STOKES, WILLIAM


Meaning of STOKES, WILLIAM in English

born Oct. 1, 1804, Dublin died Jan. 10, 1878, Howth, near Dublin physician and the leading representative of the Irish, or Dublin, school of anatomical diagnosis, which emphasized clinical examination of patients in forming a diagnosis. He was also the author of two important works in the emerging field of cardiac and pulmonary diseases. The leading Irish physician of his time, he has been described as one of the greatest contemporary physicians in all of Europe. Son of Whitley Stokes, regius professor of medicine at Dublin University, William Stokes received his medical degree from the University of Edinburgh in 1825. Upon his return to Dublin he became a clinical instructor, then physician to the Meath Hospital, succeeding his father in this position. He continued the educational reforms introduced at Meath by Robert James Graves a few years earlier. Stokes encouraged students to gain clinical experience by working, under faculty supervision, in hospital wards; he also urged them to acquire a general as well as a medical education to provide a basis for independent judgment. Stokes was a pioneer in the new methods of clinical diagnosis popularized by the Parisian school of anatomical diagnosis and was leader of the movement in Dublin.

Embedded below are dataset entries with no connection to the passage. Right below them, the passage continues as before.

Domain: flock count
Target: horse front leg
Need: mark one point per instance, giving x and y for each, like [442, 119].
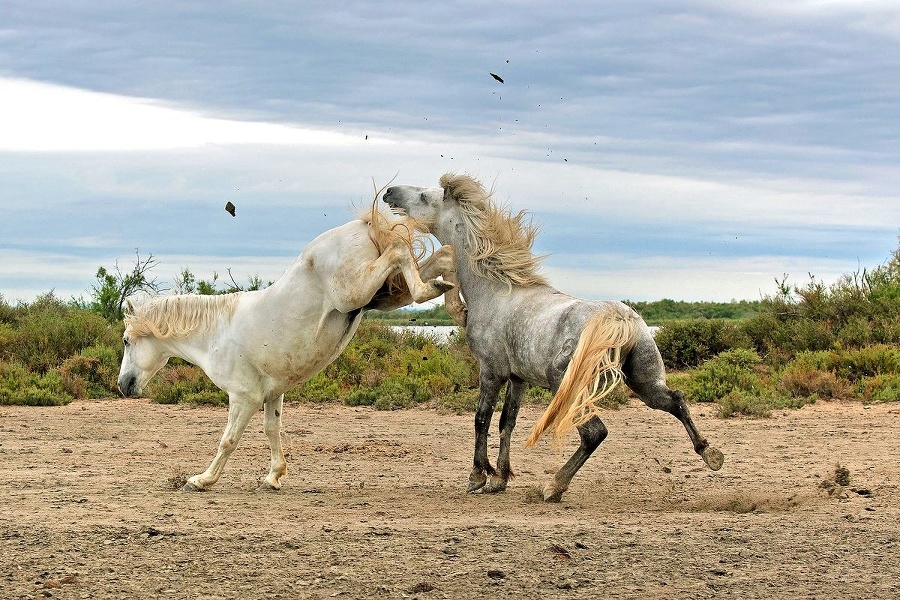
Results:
[489, 389]
[515, 389]
[240, 409]
[442, 262]
[419, 290]
[272, 427]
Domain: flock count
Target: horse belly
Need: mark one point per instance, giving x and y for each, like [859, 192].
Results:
[307, 360]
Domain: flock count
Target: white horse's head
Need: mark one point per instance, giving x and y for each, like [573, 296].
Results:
[142, 359]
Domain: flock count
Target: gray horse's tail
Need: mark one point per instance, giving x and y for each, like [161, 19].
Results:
[593, 372]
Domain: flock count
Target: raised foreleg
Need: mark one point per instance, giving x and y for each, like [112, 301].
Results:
[240, 409]
[441, 263]
[363, 285]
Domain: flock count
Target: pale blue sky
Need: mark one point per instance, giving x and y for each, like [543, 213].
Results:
[692, 150]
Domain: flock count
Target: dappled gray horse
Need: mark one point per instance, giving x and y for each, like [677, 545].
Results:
[523, 331]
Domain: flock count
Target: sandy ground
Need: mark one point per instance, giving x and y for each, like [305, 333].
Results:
[374, 506]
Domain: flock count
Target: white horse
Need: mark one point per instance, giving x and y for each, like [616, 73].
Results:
[257, 345]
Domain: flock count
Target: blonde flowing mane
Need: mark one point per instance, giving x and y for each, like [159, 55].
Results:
[499, 242]
[387, 228]
[177, 316]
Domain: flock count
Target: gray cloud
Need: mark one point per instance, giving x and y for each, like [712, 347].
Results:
[726, 130]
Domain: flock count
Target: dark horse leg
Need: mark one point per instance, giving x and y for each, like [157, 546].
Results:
[592, 434]
[645, 374]
[488, 390]
[515, 389]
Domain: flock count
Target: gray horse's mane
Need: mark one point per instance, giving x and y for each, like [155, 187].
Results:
[177, 316]
[499, 242]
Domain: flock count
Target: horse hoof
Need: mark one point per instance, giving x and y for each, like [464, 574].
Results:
[476, 484]
[552, 493]
[713, 458]
[495, 485]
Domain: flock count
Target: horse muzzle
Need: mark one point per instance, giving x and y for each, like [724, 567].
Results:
[129, 387]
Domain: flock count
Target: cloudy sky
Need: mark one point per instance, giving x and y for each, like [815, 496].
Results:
[692, 150]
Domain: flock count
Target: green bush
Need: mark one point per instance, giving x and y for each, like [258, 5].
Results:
[93, 372]
[211, 397]
[881, 388]
[19, 386]
[742, 402]
[729, 371]
[48, 332]
[461, 402]
[800, 379]
[317, 390]
[687, 344]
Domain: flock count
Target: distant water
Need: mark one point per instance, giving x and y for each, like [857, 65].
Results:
[439, 333]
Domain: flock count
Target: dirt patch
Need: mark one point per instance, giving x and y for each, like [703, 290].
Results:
[374, 505]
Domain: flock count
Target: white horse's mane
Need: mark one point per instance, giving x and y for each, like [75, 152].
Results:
[177, 316]
[499, 242]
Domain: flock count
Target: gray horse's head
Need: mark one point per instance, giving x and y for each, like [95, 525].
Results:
[425, 205]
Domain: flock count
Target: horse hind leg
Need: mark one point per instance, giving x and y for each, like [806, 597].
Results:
[488, 390]
[515, 389]
[592, 434]
[645, 375]
[272, 427]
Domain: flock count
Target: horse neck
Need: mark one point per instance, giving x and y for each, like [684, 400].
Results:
[476, 289]
[193, 348]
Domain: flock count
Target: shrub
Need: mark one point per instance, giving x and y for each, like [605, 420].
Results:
[800, 381]
[318, 390]
[729, 371]
[881, 388]
[741, 402]
[18, 386]
[49, 331]
[400, 392]
[464, 401]
[93, 372]
[687, 344]
[211, 397]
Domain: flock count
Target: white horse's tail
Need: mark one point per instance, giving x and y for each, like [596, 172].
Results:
[594, 371]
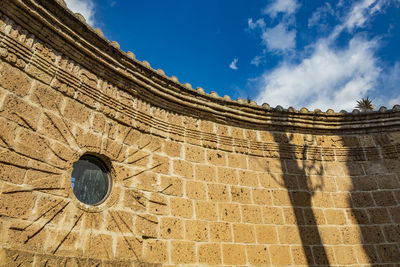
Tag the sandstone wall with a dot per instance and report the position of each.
(226, 183)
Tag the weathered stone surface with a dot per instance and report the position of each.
(195, 179)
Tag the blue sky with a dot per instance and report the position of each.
(317, 54)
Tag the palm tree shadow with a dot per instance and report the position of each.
(302, 162)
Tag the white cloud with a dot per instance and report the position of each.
(281, 6)
(331, 77)
(361, 12)
(320, 15)
(85, 7)
(233, 64)
(279, 38)
(257, 60)
(326, 79)
(260, 23)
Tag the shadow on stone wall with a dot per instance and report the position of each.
(375, 197)
(301, 191)
(370, 179)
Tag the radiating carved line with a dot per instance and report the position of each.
(144, 218)
(139, 159)
(33, 189)
(43, 214)
(66, 125)
(56, 154)
(136, 197)
(30, 168)
(148, 237)
(24, 121)
(107, 137)
(149, 169)
(63, 240)
(126, 240)
(44, 225)
(4, 141)
(162, 191)
(123, 141)
(140, 148)
(127, 226)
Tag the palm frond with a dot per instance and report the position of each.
(365, 104)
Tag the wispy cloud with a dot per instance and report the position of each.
(327, 79)
(281, 6)
(84, 7)
(328, 76)
(319, 17)
(279, 37)
(233, 64)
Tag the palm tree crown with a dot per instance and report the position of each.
(365, 104)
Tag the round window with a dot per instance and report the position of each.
(90, 180)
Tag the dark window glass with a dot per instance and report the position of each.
(90, 180)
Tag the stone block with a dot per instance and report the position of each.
(19, 111)
(194, 153)
(234, 254)
(183, 168)
(196, 190)
(280, 255)
(77, 112)
(237, 161)
(289, 235)
(251, 214)
(335, 217)
(209, 254)
(181, 207)
(172, 149)
(18, 204)
(372, 234)
(273, 215)
(258, 255)
(266, 234)
(229, 212)
(171, 228)
(99, 246)
(160, 163)
(378, 215)
(171, 186)
(281, 197)
(243, 233)
(330, 235)
(14, 80)
(220, 232)
(344, 255)
(146, 225)
(158, 204)
(206, 210)
(300, 256)
(218, 192)
(205, 173)
(215, 157)
(262, 196)
(227, 175)
(155, 251)
(183, 252)
(196, 230)
(248, 178)
(241, 194)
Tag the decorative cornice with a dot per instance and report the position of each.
(70, 35)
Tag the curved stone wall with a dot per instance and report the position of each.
(196, 179)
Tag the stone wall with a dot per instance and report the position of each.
(197, 179)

Upon the death of his father in 1845, he was confirmed as regius professor of medicine at Dublin University. Stokes published more than a hundred scientific works, but the two most important were A Treatise on the Diagnosis and Treatment of Diseases of the Chest, published in 1837, and The Diseases of the Heart and Aorta, published in 1854. He was also the author of one of the first works in English on the use of the stethoscope. Stokes also gave his name to a type of breathing characteristic of advanced myocardial degeneration, called Cheyne-Stokes respiration (Cheyne, a Scottish physician practicing in Dublin, had published observations on rhythmic respiration), and to a combination of slow pulse and cerebral attacks known as the Stokes-Adams syndrome (described earlier by Robert Adams, a regius professor of surgery at the University of Dublin).